Of course that's going to be quite a pain to search through.

I might have some in my browser cache. If I do I'll host them somewhere.

4

If you're hoping to try to scrape users' caches, you may want to set the server to respond 304 Not Modified to all conditional-GET ('If-Modified-Since' or 'If-None-Match') requests, which browsers use to revalidate their cached material.

If your initial caching headers on static content like images were pretty liberal -- allowing things to be cached for days or months -- you could keep getting revalidate requests for a while. Set a cookie on those requests, and appeal to those users to run a script against their cache to extract the images they still have.
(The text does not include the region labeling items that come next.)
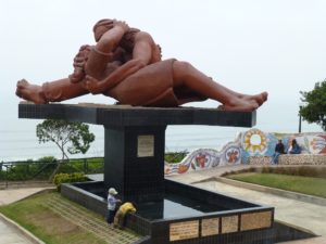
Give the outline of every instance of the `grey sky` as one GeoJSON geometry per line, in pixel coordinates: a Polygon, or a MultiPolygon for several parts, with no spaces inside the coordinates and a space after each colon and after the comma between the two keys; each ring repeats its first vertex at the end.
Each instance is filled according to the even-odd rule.
{"type": "MultiPolygon", "coordinates": [[[[150,33],[164,59],[189,61],[243,93],[268,91],[258,127],[293,132],[299,91],[326,78],[325,11],[324,0],[0,0],[1,111],[16,110],[18,79],[66,77],[79,46],[93,43],[93,24],[115,17],[150,33]]],[[[65,103],[80,101],[113,103],[101,95],[65,103]]]]}

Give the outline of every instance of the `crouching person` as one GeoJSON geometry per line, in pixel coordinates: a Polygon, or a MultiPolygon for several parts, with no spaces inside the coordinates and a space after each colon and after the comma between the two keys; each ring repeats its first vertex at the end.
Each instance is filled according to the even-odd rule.
{"type": "Polygon", "coordinates": [[[125,226],[125,216],[128,213],[136,213],[135,204],[130,202],[126,202],[120,206],[114,217],[113,227],[122,229],[125,226]]]}

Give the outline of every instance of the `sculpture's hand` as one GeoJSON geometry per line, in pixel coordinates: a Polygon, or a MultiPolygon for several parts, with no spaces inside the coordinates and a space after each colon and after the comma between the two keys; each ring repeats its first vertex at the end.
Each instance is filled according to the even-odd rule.
{"type": "Polygon", "coordinates": [[[76,84],[83,80],[85,77],[84,67],[88,60],[88,54],[91,48],[88,44],[80,47],[78,53],[74,57],[74,73],[68,76],[71,82],[76,84]]]}
{"type": "Polygon", "coordinates": [[[101,81],[99,81],[98,79],[87,75],[86,76],[86,89],[92,93],[92,94],[99,94],[102,93],[102,86],[101,86],[101,81]]]}
{"type": "Polygon", "coordinates": [[[126,33],[129,29],[128,24],[122,21],[114,20],[114,26],[121,27],[124,30],[124,33],[126,33]]]}

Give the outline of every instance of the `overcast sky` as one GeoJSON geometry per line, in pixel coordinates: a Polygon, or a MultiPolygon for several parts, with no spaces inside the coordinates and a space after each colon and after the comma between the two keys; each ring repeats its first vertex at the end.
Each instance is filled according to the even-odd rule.
{"type": "MultiPolygon", "coordinates": [[[[294,131],[299,91],[326,78],[325,0],[0,0],[1,127],[10,121],[3,112],[17,117],[16,81],[66,77],[79,46],[93,43],[93,24],[105,17],[150,33],[164,59],[188,61],[228,88],[268,91],[258,126],[269,130],[294,131]]],[[[114,102],[87,95],[65,103],[80,101],[114,102]]]]}

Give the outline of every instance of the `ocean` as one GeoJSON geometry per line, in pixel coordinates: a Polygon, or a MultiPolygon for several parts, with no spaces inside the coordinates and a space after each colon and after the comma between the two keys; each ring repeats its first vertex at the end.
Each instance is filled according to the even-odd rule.
{"type": "MultiPolygon", "coordinates": [[[[39,143],[36,137],[36,125],[41,119],[18,119],[17,104],[8,104],[5,116],[0,118],[0,162],[18,159],[38,159],[43,156],[61,158],[55,144],[39,143]]],[[[299,116],[296,106],[267,106],[258,111],[255,128],[265,132],[298,132],[299,116]]],[[[237,134],[249,128],[216,126],[168,126],[165,133],[165,152],[191,152],[196,149],[220,150],[237,134]]],[[[71,157],[97,157],[104,155],[104,129],[102,126],[90,125],[96,140],[89,151],[71,157]]],[[[302,132],[322,131],[317,125],[302,121],[302,132]]]]}

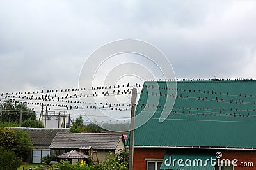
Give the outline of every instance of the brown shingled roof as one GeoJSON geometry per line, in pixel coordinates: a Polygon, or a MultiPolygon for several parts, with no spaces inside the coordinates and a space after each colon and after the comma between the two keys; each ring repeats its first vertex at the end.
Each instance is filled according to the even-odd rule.
{"type": "Polygon", "coordinates": [[[93,149],[115,150],[120,140],[124,141],[122,134],[57,133],[49,148],[79,149],[90,146],[93,149]]]}
{"type": "Polygon", "coordinates": [[[84,155],[83,153],[79,152],[78,151],[72,150],[70,152],[66,152],[57,157],[57,158],[89,158],[88,155],[84,155]]]}

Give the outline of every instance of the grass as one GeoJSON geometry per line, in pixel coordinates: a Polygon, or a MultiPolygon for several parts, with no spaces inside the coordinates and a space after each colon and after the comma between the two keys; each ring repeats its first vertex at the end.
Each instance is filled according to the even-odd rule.
{"type": "Polygon", "coordinates": [[[45,166],[41,164],[22,164],[18,170],[28,169],[29,168],[32,168],[32,169],[41,169],[45,167],[45,166]]]}

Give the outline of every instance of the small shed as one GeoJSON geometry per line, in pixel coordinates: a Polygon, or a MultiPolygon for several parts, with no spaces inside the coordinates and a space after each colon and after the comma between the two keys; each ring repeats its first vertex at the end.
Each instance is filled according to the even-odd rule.
{"type": "Polygon", "coordinates": [[[74,150],[72,150],[70,152],[56,157],[57,159],[67,159],[72,164],[75,164],[78,161],[84,161],[85,159],[90,157],[90,156],[74,150]]]}

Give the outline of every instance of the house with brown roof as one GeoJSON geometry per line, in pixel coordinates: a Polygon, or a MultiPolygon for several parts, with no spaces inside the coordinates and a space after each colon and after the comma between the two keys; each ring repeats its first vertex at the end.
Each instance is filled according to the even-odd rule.
{"type": "Polygon", "coordinates": [[[119,153],[125,147],[124,143],[122,134],[57,133],[49,148],[56,156],[72,150],[86,153],[92,148],[101,162],[110,153],[119,153]]]}
{"type": "Polygon", "coordinates": [[[45,128],[19,128],[27,132],[32,138],[33,149],[27,162],[41,163],[42,157],[51,155],[49,148],[53,138],[58,132],[67,133],[68,129],[45,129],[45,128]]]}

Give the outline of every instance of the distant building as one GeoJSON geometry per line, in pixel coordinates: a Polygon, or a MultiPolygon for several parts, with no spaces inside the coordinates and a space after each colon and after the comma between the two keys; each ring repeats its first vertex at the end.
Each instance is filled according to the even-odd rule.
{"type": "MultiPolygon", "coordinates": [[[[52,154],[56,156],[72,150],[86,153],[92,148],[97,152],[99,161],[101,162],[110,153],[120,153],[120,150],[125,147],[124,143],[122,134],[57,133],[49,148],[52,150],[52,154]]],[[[95,156],[93,161],[97,161],[95,156]]]]}
{"type": "Polygon", "coordinates": [[[33,149],[28,157],[27,162],[30,163],[42,163],[42,157],[51,155],[50,146],[53,138],[58,132],[66,134],[68,129],[45,129],[45,128],[15,128],[27,132],[32,138],[33,149]]]}
{"type": "Polygon", "coordinates": [[[67,113],[63,111],[47,111],[42,116],[42,123],[45,128],[66,128],[67,117],[67,113]]]}

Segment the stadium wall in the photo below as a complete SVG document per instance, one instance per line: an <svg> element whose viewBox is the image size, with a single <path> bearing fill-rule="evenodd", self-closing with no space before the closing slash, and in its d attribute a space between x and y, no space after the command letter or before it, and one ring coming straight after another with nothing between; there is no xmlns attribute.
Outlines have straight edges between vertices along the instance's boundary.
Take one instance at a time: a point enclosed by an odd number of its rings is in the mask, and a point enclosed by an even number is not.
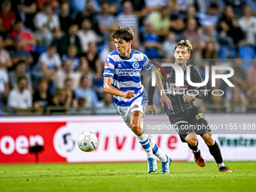
<svg viewBox="0 0 256 192"><path fill-rule="evenodd" d="M211 122L227 123L233 114L207 114ZM237 116L238 117L238 116ZM239 114L246 122L254 115ZM160 119L166 118L160 115ZM76 144L86 130L99 138L97 148L81 151ZM177 134L150 134L174 161L193 161L192 153ZM256 134L215 134L224 160L256 160ZM200 137L200 147L206 160L214 159ZM0 163L35 162L29 146L44 145L40 163L145 161L146 156L137 138L119 115L17 117L0 119Z"/></svg>

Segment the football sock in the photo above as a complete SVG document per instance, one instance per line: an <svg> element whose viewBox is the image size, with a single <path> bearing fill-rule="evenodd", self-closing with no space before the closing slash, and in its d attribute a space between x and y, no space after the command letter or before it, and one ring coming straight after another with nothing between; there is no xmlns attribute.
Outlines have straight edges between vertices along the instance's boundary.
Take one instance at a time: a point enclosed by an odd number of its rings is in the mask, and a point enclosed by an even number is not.
<svg viewBox="0 0 256 192"><path fill-rule="evenodd" d="M149 141L148 135L146 133L143 133L142 136L138 136L138 139L139 143L142 145L142 148L147 154L147 158L154 158L154 154Z"/></svg>
<svg viewBox="0 0 256 192"><path fill-rule="evenodd" d="M221 166L225 166L224 163L218 163L218 168L220 169Z"/></svg>
<svg viewBox="0 0 256 192"><path fill-rule="evenodd" d="M213 156L216 163L218 163L218 164L224 165L221 150L217 142L215 141L215 145L213 145L212 146L208 146L208 148L210 151L210 154Z"/></svg>
<svg viewBox="0 0 256 192"><path fill-rule="evenodd" d="M188 147L194 151L194 154L196 156L196 158L198 159L200 157L200 149L198 148L198 143L199 142L197 141L197 145L196 146L192 146L189 143L187 143Z"/></svg>
<svg viewBox="0 0 256 192"><path fill-rule="evenodd" d="M167 161L167 157L166 154L163 152L163 151L158 148L156 142L151 139L151 148L153 151L153 154L158 157L158 159L162 161L162 162L166 162Z"/></svg>

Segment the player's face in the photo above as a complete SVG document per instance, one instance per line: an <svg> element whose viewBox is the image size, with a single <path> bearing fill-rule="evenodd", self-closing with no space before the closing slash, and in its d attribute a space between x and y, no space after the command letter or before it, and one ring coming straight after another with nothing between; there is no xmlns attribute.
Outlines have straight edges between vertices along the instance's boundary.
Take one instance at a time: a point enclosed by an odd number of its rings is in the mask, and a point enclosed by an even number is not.
<svg viewBox="0 0 256 192"><path fill-rule="evenodd" d="M120 55L125 55L126 53L127 53L129 47L130 47L132 41L130 41L127 42L126 41L123 39L114 38L114 45L115 45L115 47L117 48L118 53Z"/></svg>
<svg viewBox="0 0 256 192"><path fill-rule="evenodd" d="M182 66L186 63L187 59L190 56L186 46L178 47L174 51L174 57L175 58L175 63L178 66Z"/></svg>

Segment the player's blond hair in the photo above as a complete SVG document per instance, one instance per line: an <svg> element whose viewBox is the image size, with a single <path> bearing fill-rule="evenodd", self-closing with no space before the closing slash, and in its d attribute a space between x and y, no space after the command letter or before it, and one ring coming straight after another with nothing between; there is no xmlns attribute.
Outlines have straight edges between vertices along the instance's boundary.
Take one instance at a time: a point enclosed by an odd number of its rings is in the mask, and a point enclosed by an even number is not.
<svg viewBox="0 0 256 192"><path fill-rule="evenodd" d="M176 50L177 47L187 47L188 53L190 53L191 50L193 50L192 44L188 40L181 40L178 41L178 43L176 44L174 50Z"/></svg>
<svg viewBox="0 0 256 192"><path fill-rule="evenodd" d="M115 32L112 35L113 38L120 38L123 39L126 42L130 40L133 41L134 37L134 32L130 26L117 26L115 29Z"/></svg>

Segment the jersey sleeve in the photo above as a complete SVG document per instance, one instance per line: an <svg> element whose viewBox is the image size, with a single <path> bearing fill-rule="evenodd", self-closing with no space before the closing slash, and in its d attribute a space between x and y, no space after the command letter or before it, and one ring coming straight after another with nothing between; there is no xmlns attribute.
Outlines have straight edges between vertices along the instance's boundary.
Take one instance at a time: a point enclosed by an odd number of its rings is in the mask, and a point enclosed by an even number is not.
<svg viewBox="0 0 256 192"><path fill-rule="evenodd" d="M145 54L143 54L143 68L148 71L151 72L153 69L153 63L146 56Z"/></svg>
<svg viewBox="0 0 256 192"><path fill-rule="evenodd" d="M114 61L109 56L107 56L105 62L103 76L113 78L114 68L115 68Z"/></svg>

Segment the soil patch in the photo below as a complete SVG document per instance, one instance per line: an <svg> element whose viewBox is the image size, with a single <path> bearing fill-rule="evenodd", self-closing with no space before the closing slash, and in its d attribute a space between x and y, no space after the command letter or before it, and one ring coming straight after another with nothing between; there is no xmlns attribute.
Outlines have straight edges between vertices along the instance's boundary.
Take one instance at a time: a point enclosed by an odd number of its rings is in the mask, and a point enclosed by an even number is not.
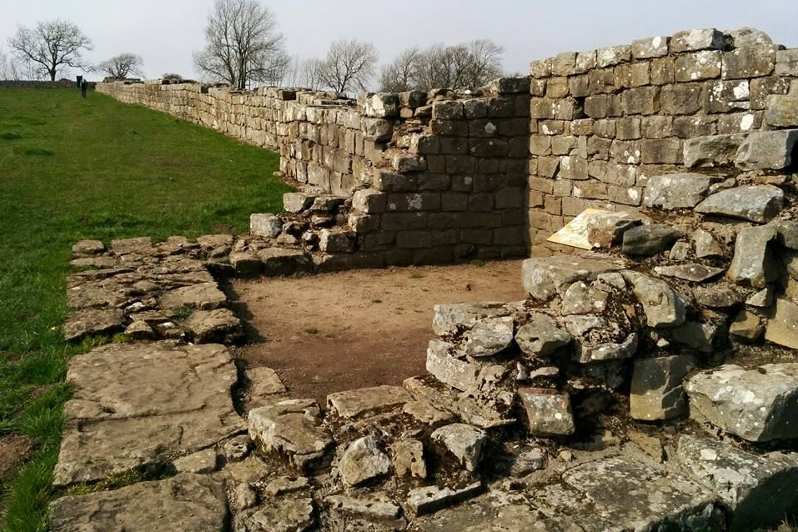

Beware, though: the moment you start putting up any textual content with inline resources that aren't yet present, you could be wiping out those cached versions as revalidators hit 404s.

4

You could use TinEye to find duplicates of your images by searching the thumbnails with google cache. This will help only with images you've taken from others site, though.

2
  • 1
    No, it would help with images others have taken from CH. Dec 24, 2009 at 23:24
  • @DisgruntledGoat: I didn't even thought of that at first :D
    – voyager
    Jan 6, 2010 at 0:10
4

At the risk of pointing out the obvious, try mining your own computer's backups for the images. I know my backup strategy is haphazard enough that I have multiple copies of a lot of files hanging around on external drives, burned discs, and in zip/tar files. Good luck!

4

I've managed to recover these files from my Safari cache on Snow Leopard:

bad-code-offset-back.jpg
bad-code-offset-front.jpg
code-whitespace-invisible.png
code-whitespace-visible.png
coding-horror-official-logo-small.png
coding-horror-text.png
codinghorror-search-logo1.png
crucial-ssd-128gb-ct128m225.jpg
google-microformat-results-forum.png
google-microformat-results-review.png
kraken-cthulhu.jpg
mail.png
powered-by-crystaltech-web-hosting.png
ssd-vs-magnetic-graph.png

If anyone else wants to try, I've written a Python script to extract them to ~/codinghorror/filename, which I've put online here.

I hope this helps.

3

Did you get a chance to see if, your hosting provider has any backup at all (some older versions)?

1
  • it does not look good.. their backup program was unable to backup the virtual machine hard drive files, so there are no backups. Dec 11, 2009 at 21:03
2

How much is this data worth to you? If it's worth a significant sum (thousands of dollars) then consider asking your hosting provider for the hard drive used to store the data for your website (in the case of data loss due to hardware failure). You can then take the drive to ontrack or some other data recovery service to see what you can get off the drive. This might be tricky to negotiate due to the possibility of other people's unrecovered data on the drive as well, but if you really care about it you can probably work it out.

3
  • the server was a VM as far as I know.
    – splattne
    Dec 11, 2009 at 21:32
  • 1
    @splattne even so, there's a non-zero chance a lot of the data could be recovered.
    – Wedge
    Dec 11, 2009 at 22:05
  • Would have to be a highly specialised service.
    – Phoshi
    Dec 11, 2009 at 22:10
2

Very sorry to hear this and I am very annoyed for you, and the timing - I wanted an offline copy of a few of your posts and did HTTrack on your entire site but had to go out (this was a couple of weeks ago) and I stopped it.

If the host is half descent - and by the fact I am guessing you are a good customer... I would ask them to either send you the hard drives (as I am guessing they should be using RAID) or do some recovery themselves.

Whilst this may not be a fast process, I did this with one host for a client and was able to recover entire databases intact (... basically, the host tried an upgrade for the control panel they were using and messed it up.. but nothing was overwritten).

Whatever happens - Good luck from all your fans on the SO sites!